EU heads of state and government agreed that nuclear energy will be recognized as a way to fight climate change as part of a deal that endorsed the climate target. While Poland did not immediately agree to the plan, the concessions on nuclear energy were enough for the Czech Republic and Hungary to give their approval.
The two nations had the support of France, which relies on nuclear power for 60% of its electricity. They managed to break the resistance of skeptical countries, including Luxembourg, Austria and Germany to get a clear reference to nuclear power in the meeting's conclusions.
"Nuclear energy is clean energy," Czech Prime minister Andrej Babiš said. "I don't know why people have a problem with this."
Slovak Prime Minister Peter Pellegrini insisted the EU would be unable to reach its climate targets without nuclear power plants.
Poland, one of the bloc's biggest emitters that relies heavily on coal for its electricity production, was the sole holdout on the deal set out by new EU Commission president Ursula von der Leyen in her ''European Green Deal" program.
In its final memorandum, the European Council "acknowledged the need to ensure energy security and to respect the right of the member states to decide on their energy mix and to choose the most appropriate technologies. Some member states have indicated that they use nuclear energy as part of their national energy mix."
That line reassured countries expected to suffer the most during the transition that future nuclear power projects would be eligible for the billions in euros that will be made available as part of von der Leyen's plan.

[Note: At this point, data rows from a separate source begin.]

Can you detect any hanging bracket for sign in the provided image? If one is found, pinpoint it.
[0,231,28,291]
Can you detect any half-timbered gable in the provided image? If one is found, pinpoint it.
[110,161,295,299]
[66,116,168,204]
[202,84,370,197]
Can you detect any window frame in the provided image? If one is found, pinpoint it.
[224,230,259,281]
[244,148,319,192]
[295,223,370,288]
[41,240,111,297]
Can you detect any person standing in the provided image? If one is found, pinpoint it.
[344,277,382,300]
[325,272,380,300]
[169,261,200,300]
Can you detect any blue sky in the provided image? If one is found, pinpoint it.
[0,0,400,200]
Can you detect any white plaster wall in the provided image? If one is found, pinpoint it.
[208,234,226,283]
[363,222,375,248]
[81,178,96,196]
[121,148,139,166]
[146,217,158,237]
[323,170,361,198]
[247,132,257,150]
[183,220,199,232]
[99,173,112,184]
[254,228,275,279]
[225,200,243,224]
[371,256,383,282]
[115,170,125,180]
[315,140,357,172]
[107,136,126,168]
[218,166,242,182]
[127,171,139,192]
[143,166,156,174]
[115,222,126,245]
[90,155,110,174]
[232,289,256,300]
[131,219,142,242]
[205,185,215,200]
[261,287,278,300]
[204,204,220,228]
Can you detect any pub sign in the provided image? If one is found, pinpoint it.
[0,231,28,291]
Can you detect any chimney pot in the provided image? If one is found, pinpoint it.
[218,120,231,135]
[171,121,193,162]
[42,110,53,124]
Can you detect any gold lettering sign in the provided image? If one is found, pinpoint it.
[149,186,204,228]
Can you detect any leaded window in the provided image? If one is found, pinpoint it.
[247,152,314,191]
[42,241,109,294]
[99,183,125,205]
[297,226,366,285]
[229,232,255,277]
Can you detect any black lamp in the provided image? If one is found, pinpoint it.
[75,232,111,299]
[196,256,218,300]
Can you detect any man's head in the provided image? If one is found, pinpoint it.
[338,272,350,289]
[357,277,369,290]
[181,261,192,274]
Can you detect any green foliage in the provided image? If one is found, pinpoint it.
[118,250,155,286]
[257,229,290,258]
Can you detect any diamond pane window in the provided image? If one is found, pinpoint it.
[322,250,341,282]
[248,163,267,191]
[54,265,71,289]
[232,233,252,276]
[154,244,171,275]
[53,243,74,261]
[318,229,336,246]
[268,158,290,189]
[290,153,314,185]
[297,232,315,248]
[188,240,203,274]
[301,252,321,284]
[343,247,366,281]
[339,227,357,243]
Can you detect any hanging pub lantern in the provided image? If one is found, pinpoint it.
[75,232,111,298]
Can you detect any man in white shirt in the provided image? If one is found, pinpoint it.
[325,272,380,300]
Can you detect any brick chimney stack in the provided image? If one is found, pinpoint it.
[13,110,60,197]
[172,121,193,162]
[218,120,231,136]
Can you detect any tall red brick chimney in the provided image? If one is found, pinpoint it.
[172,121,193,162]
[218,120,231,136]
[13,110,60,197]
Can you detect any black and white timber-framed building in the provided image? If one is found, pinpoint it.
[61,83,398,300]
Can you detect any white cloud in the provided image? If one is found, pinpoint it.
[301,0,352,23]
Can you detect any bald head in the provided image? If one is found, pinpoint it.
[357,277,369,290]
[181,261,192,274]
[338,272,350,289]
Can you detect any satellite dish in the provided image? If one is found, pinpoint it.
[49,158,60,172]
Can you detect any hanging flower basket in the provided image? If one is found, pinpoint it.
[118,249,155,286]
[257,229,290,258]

"This explicit nuclear mention was required by the Czech Republic and Poland," French President Emmanuel Macron said. "I did not need it. But it is true that one can't ask countries whose domestic production relies for 60 or 70% on coal to switch to all renewable overnight."
Macron insisted the use of nuclear energy is essential to make sure EU members don't become dependant to natural gas or electricity imports.
"We would expose ourselves to possible cut in supplies and would also increase spending on energies coming from third parties," he said.
A low-carbon alternative to fossil fuels, nuclear energy is part of the energy mix of 14 of the 28 member states, representing some 30% of the electricity produced in the EU. Some scientists argue that over the past half century, nuclear power stations have avoided the emission of an estimated 60 billion tons of carbon dioxide by offsetting fossil fuel combustion.
Some environmentalists expressed concern about the possibility of a recurrence of accidents like those at at Chernobyl and Fukushima. They have urged the EU to instead embrace renewable energies including wind and solar power.
Ska Keller, the president of the Greens in the European Parliament, told The Associated Press that "nuclear energy is still totally unsafe. It's still very energy costing, all the extraction of the uranium, and we still have no idea of what to do with the waste. It has nothing to do with renewable energy, nothing to do with the solution, it's the absolute wrong direction."
In recent weeks, EU countries have also split over a green finance law called taxonomy aimed at channeling money into clean and sustainable investment while avoiding greenwashing. The main sticking point in their discussions has been whether financial products involving nuclear could be labelled as green.